All over the world, WHO has given as many as 40 countries and territories a malaria-free certification. In 2021, El Salvador received the certification, while Algeria and Argentina received it in 2019. In 2018, Paraguay and Uzbekistan received malaria-free certification.

As per the WHO website, in the 1950s, preventive antimalarial medicines were given to those identified at the risk of being infected with malaria.

Insecticide was sprayed in homes, and China also worked to reduce areas that could act as breeding grounds for mosquitoes.

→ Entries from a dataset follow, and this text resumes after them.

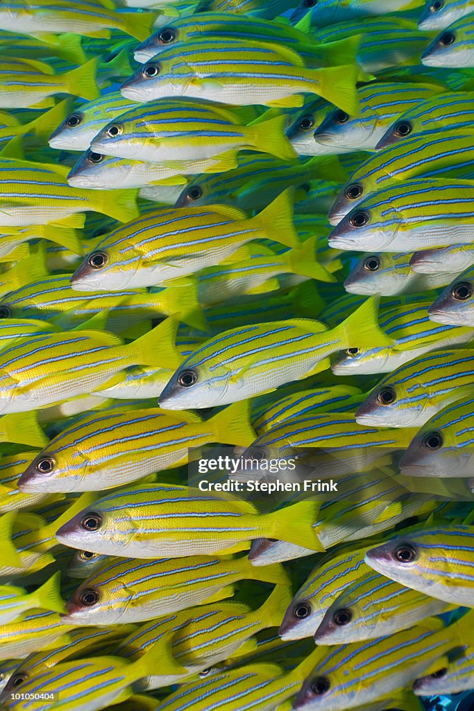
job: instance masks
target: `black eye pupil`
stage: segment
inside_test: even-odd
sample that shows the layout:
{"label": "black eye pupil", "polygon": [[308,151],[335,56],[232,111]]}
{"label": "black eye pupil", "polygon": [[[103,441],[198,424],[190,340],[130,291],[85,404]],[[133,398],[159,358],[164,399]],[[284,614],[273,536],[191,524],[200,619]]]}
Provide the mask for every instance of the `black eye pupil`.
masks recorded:
{"label": "black eye pupil", "polygon": [[293,614],[294,614],[295,617],[298,618],[298,619],[303,620],[305,619],[305,617],[308,617],[308,616],[311,614],[311,608],[309,606],[309,605],[307,604],[306,603],[303,603],[301,605],[296,605],[296,606],[293,610]]}
{"label": "black eye pupil", "polygon": [[99,153],[94,153],[92,151],[90,151],[87,154],[87,160],[90,163],[100,163],[103,159],[104,156]]}
{"label": "black eye pupil", "polygon": [[350,220],[350,224],[353,227],[363,227],[369,221],[369,215],[367,213],[355,213]]}
{"label": "black eye pupil", "polygon": [[303,116],[300,121],[299,127],[303,131],[308,131],[314,126],[314,119],[312,116]]}
{"label": "black eye pupil", "polygon": [[377,272],[380,266],[380,260],[378,257],[369,257],[364,262],[364,268],[367,272]]}
{"label": "black eye pupil", "polygon": [[409,563],[416,555],[416,551],[411,545],[399,545],[395,549],[395,557],[402,563]]}
{"label": "black eye pupil", "polygon": [[430,432],[424,437],[423,446],[427,449],[439,449],[443,446],[443,437],[439,432]]}
{"label": "black eye pupil", "polygon": [[345,191],[345,196],[350,200],[357,200],[362,194],[362,189],[360,185],[350,185]]}
{"label": "black eye pupil", "polygon": [[333,615],[333,621],[339,626],[348,624],[352,619],[352,614],[347,607],[336,610]]}
{"label": "black eye pupil", "polygon": [[330,683],[329,679],[327,679],[325,676],[318,677],[311,683],[311,691],[316,696],[322,696],[323,694],[325,694],[326,692],[329,691],[330,688]]}
{"label": "black eye pupil", "polygon": [[202,194],[203,191],[200,188],[198,187],[198,186],[194,188],[191,188],[191,189],[188,192],[188,195],[193,200],[199,200]]}
{"label": "black eye pupil", "polygon": [[397,394],[393,387],[382,387],[377,399],[380,405],[392,405],[397,399]]}
{"label": "black eye pupil", "polygon": [[102,520],[98,513],[88,513],[82,516],[80,524],[82,528],[88,531],[97,531],[100,528]]}
{"label": "black eye pupil", "polygon": [[148,66],[145,67],[144,73],[146,77],[156,77],[158,73],[158,68],[156,64],[149,64]]}
{"label": "black eye pupil", "polygon": [[411,126],[408,122],[401,122],[395,127],[395,133],[397,136],[408,136],[411,133]]}
{"label": "black eye pupil", "polygon": [[71,114],[66,119],[66,126],[70,126],[72,128],[74,126],[78,126],[82,120],[82,117],[79,114]]}
{"label": "black eye pupil", "polygon": [[345,111],[337,111],[334,118],[338,124],[345,124],[349,120],[349,114]]}
{"label": "black eye pupil", "polygon": [[109,257],[104,252],[96,252],[89,257],[89,266],[92,269],[102,269],[107,262]]}
{"label": "black eye pupil", "polygon": [[99,594],[95,590],[85,590],[80,597],[82,604],[90,607],[99,600]]}
{"label": "black eye pupil", "polygon": [[178,382],[183,387],[190,387],[198,382],[198,375],[194,370],[183,370],[180,374]]}
{"label": "black eye pupil", "polygon": [[463,282],[461,284],[456,284],[453,287],[451,293],[456,301],[465,301],[467,299],[470,299],[473,295],[472,284],[469,282]]}
{"label": "black eye pupil", "polygon": [[52,471],[54,469],[54,461],[50,459],[49,458],[45,459],[40,459],[40,461],[36,464],[36,469],[38,471],[44,474],[48,474],[49,471]]}
{"label": "black eye pupil", "polygon": [[448,47],[450,44],[453,44],[455,40],[456,35],[453,32],[444,32],[439,38],[439,43],[442,44],[443,47]]}
{"label": "black eye pupil", "polygon": [[160,42],[163,42],[163,44],[168,44],[168,42],[173,42],[176,36],[173,30],[166,29],[161,30],[158,35],[158,38]]}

A nationwide research program titled 523 Project was launched in China by the government in 1967. A core compound of antimalarial drugs called artemisinin was discovered by over 500 scientists from 60 institutions through this research.

The country also tested the use of insecticide-treated nets (ITNs) to prevent malaria. The number of malaria cases decreased in the region where ITNs were used.

After four consecutive years of having zero indigenous cases, China applied for the WHO certification in 2020. In May 2021, members of the independent Malaria Elimination Certification Panel verified China’s claims and granted them the certificate.

Speaking about the development, the Director-General of WHO, Dr. Tedros Adhanom Ghebreyesus, congratulated the people of China for ridding the country of malaria.

He said, “Their success was hard-earned and came only after decades of targeted and sustained action. With this announcement, China joins the growing number of countries that are showing the world that a malaria-free future is a viable goal.”

“Congratulations to China on eliminating malaria,” said Dr. Takeshi Kasai, Regional Director, WHO Western Pacific Regional Office. “China’s tireless effort to achieve this important milestone demonstrates how strong political commitment and strengthening national health systems can result in eliminating a disease that once was a major public health problem.

Some ways that China uses to ensure that malaria hopes to provide a basic public health service package for its residents free of charge. As part of this package, all people in China have access to affordable services to diagnose and treat malaria, regardless of legal or financial status.